If human society lives as per the principles of religion as enunciated by the Supreme Lord in the holy scriptures such as the Bhagavad-gita, there is no question of poverty or any other such discrepancies. The hoarding propensity of greedy men creates imbalance in the society. The incident of a cricket ball getting auctioned for a stupendous sum is a fitting example of how illicitly hoarded money is wasted to propitiate one’s childish whims.
The Bhagavad-gita prescribes that one should not collect more than one’s requirement and anything extra that one collects should be spent for the satisfaction of Vishnu, or God. One who does not sacrifice his possessions for a higher cause is certainly a thief (stena eva sah Bg 3.12). At least fifty percent of one’s should be given away as charity, twenty five percent should be given to family members or relatives and the remainder should be saved for future personal contingencies.
The famous Vedic mantra “isavasyam idam sarvam” from the Isopanisad says that everything that we see in this world belongs to God. Since we are parts and parcels of God, we have a right to use and consume anything and everything because it belongs to our Father. However, we should use only as much as we require and not anything more, because that would amount to infringement of someone else’s right. When we collect more than what is required, we are depriving someone else from it, who is also one of our brethren, he being a part and parcel of the same God, Who is one without a second.

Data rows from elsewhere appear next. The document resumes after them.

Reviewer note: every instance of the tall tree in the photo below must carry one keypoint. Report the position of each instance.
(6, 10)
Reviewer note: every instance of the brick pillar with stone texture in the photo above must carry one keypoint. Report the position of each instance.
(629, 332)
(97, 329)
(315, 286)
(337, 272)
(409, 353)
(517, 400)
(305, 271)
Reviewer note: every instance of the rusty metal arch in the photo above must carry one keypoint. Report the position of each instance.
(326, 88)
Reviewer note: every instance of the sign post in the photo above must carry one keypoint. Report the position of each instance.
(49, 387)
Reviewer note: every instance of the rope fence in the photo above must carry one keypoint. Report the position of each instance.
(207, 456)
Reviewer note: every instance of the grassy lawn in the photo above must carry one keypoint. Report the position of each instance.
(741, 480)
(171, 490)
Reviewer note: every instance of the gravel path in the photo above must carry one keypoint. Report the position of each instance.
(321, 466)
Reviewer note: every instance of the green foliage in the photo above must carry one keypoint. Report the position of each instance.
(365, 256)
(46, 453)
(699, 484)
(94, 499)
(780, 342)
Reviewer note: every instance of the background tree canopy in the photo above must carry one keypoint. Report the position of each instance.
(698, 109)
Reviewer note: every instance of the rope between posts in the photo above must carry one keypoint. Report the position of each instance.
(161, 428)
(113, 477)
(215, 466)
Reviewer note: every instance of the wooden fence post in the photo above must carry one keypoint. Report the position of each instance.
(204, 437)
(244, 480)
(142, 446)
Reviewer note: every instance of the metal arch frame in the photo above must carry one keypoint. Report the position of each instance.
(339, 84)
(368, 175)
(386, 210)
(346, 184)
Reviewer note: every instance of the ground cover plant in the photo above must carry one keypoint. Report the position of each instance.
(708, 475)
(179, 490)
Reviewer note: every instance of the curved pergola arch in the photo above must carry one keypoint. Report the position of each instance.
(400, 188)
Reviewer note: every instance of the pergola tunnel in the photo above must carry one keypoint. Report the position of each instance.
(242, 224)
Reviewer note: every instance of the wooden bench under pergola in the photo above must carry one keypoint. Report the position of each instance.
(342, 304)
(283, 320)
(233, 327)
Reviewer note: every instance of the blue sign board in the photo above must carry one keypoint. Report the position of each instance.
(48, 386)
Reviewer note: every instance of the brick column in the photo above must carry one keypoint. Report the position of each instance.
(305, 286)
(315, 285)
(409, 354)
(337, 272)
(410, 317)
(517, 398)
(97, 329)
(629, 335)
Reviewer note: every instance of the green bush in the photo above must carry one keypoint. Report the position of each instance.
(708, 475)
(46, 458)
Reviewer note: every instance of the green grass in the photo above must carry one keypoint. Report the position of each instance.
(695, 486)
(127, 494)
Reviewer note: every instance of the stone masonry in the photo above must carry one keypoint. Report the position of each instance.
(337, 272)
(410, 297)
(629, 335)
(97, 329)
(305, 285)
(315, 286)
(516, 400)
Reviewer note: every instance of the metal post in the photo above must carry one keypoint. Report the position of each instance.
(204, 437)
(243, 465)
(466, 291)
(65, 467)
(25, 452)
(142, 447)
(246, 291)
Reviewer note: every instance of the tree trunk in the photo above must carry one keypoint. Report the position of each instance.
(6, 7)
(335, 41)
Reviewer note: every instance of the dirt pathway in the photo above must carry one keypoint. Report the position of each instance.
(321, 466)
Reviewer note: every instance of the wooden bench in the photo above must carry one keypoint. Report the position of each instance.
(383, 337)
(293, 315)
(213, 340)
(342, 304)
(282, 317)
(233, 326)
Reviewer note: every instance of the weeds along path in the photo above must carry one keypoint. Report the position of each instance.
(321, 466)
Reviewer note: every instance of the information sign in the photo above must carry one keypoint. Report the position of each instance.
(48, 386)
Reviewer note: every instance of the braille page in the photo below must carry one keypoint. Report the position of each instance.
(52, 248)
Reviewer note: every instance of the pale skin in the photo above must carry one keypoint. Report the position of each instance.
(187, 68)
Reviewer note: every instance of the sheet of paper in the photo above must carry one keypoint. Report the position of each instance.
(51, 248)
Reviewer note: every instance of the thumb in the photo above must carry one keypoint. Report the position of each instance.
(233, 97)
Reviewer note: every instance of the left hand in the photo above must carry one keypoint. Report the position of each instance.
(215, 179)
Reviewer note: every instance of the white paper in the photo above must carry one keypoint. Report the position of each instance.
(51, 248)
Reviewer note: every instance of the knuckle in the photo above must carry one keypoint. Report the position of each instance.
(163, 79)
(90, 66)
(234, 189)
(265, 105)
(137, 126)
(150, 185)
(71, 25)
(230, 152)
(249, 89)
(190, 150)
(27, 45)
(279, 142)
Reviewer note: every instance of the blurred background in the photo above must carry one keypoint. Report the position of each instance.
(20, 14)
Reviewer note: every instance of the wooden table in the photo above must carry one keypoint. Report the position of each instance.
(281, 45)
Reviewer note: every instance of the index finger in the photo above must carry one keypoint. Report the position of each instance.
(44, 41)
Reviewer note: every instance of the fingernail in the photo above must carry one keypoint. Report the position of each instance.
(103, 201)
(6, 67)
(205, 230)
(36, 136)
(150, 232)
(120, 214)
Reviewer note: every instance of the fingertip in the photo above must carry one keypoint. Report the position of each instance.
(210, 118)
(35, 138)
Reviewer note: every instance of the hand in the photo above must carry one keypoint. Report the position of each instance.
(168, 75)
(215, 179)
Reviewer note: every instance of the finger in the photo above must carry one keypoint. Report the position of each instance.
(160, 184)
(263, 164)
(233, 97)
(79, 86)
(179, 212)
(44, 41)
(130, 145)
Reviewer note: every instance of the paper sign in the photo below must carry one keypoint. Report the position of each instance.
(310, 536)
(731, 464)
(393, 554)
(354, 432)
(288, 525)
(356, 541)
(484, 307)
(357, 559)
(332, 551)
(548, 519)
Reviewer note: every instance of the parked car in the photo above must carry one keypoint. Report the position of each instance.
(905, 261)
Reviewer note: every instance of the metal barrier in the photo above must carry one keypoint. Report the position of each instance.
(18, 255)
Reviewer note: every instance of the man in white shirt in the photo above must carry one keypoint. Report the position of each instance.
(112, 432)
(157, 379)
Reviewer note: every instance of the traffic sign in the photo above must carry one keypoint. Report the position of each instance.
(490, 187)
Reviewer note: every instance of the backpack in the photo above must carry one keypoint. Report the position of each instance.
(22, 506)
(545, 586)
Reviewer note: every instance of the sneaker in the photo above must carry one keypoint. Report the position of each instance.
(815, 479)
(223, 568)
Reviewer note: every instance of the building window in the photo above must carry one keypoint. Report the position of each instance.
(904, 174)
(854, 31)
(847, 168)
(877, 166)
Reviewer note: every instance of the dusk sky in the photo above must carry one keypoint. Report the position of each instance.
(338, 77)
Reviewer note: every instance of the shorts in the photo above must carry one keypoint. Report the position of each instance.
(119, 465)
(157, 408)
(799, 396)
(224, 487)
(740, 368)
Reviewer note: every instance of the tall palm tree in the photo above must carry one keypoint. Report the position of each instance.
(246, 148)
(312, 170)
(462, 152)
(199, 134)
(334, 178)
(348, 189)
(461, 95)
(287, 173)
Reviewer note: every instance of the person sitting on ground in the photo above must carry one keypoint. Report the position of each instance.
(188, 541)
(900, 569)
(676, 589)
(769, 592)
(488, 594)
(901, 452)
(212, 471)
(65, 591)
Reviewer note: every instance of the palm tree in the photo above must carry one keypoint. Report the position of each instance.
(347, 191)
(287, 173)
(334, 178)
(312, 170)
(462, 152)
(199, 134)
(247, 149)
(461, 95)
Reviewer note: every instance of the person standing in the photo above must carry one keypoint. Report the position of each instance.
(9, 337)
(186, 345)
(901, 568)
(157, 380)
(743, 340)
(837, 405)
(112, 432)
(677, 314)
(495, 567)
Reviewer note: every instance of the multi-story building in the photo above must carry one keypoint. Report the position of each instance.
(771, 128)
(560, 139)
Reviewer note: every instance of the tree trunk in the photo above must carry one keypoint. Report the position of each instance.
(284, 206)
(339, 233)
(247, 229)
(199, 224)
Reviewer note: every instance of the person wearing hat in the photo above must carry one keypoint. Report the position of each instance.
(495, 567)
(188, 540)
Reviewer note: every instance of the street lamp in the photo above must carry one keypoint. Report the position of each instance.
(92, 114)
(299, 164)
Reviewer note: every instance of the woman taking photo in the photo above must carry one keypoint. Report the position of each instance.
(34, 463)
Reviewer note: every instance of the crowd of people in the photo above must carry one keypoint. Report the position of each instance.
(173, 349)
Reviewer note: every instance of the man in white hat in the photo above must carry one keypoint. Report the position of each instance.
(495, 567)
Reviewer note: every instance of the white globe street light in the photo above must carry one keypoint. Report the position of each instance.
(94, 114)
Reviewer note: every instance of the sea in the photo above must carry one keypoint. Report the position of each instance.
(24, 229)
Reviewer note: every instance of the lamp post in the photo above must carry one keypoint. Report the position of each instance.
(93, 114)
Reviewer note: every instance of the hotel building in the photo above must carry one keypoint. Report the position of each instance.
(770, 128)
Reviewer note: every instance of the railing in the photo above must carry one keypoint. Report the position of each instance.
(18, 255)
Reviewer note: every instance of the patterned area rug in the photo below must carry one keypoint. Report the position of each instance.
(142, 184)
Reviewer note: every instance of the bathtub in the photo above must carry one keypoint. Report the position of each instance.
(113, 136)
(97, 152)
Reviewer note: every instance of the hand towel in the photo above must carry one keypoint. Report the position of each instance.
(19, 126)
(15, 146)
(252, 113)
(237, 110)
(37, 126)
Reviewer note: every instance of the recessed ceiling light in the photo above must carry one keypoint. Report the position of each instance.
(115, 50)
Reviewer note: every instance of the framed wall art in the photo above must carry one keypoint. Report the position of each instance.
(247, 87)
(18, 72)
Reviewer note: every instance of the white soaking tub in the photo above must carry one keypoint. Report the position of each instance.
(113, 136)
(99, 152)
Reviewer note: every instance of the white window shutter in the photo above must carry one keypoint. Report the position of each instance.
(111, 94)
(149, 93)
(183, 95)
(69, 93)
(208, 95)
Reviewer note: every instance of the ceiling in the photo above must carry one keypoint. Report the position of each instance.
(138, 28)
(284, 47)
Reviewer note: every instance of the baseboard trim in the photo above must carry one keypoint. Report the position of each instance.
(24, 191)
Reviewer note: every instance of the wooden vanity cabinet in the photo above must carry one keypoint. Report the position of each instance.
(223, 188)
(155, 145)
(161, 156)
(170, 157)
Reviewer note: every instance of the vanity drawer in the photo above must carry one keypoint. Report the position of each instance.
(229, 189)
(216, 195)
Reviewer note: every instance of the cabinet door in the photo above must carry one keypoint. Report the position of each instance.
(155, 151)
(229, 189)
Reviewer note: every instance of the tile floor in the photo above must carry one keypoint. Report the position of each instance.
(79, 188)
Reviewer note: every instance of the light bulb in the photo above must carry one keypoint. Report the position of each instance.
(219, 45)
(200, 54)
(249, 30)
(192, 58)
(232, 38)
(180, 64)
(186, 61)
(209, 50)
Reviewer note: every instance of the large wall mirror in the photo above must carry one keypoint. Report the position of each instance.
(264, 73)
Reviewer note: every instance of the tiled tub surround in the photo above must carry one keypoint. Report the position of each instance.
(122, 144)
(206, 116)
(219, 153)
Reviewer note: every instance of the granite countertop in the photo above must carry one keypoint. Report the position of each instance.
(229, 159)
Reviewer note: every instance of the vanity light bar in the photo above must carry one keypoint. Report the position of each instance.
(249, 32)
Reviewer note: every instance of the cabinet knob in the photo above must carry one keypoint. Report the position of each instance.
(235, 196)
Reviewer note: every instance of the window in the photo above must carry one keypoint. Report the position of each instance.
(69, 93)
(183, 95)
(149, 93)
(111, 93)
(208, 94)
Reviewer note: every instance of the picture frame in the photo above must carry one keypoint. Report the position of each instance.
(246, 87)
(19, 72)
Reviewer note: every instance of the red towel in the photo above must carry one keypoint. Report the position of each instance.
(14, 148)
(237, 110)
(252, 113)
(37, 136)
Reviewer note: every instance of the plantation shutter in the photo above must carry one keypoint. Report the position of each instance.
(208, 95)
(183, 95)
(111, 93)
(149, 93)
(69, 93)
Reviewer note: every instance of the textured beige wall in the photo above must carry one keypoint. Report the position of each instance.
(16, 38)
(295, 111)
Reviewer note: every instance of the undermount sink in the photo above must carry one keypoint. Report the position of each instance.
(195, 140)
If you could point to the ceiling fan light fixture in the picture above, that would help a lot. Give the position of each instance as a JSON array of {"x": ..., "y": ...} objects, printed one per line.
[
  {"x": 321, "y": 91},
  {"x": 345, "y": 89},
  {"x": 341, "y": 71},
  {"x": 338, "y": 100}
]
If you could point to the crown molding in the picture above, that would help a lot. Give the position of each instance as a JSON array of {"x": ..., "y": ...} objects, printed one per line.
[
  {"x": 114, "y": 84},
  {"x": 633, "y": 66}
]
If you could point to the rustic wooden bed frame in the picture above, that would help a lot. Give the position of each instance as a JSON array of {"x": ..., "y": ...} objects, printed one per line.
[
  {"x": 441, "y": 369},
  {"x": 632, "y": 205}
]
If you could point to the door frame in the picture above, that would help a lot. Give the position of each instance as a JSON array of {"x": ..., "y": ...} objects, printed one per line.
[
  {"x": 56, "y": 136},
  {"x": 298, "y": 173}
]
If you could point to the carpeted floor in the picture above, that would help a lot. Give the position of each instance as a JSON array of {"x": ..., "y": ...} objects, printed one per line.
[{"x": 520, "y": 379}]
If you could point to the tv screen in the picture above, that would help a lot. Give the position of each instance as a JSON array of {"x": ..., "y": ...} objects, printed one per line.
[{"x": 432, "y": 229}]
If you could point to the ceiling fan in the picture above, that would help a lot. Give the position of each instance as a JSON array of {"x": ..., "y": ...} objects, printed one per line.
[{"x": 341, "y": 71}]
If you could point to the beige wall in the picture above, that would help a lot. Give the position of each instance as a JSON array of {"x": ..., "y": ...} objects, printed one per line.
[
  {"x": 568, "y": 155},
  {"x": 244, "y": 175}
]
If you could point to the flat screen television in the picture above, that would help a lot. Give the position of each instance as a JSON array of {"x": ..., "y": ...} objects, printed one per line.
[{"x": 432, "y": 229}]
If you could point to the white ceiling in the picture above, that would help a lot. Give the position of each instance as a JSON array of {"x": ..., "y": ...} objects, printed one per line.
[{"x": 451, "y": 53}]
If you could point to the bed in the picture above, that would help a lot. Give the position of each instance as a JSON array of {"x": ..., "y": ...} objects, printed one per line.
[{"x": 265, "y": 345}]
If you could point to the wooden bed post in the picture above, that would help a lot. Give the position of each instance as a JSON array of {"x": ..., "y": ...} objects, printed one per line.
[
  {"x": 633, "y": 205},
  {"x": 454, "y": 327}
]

Since modern society is not following this advice of the Isopanisad, there is imbalance in society. If a bag of wheat is lying unclaimed on the road, sparrows will come, eat to their content and then will fly away. However, when a man sees it lying unclaimed, he takes away the whole bag. When millions of tonnes of grains are hoarded in warehouses and trillions of dollars stashed away in Swiss bank accounts, then there is bound to be imbalance in the society …… and God cannot definitely be blamed for it.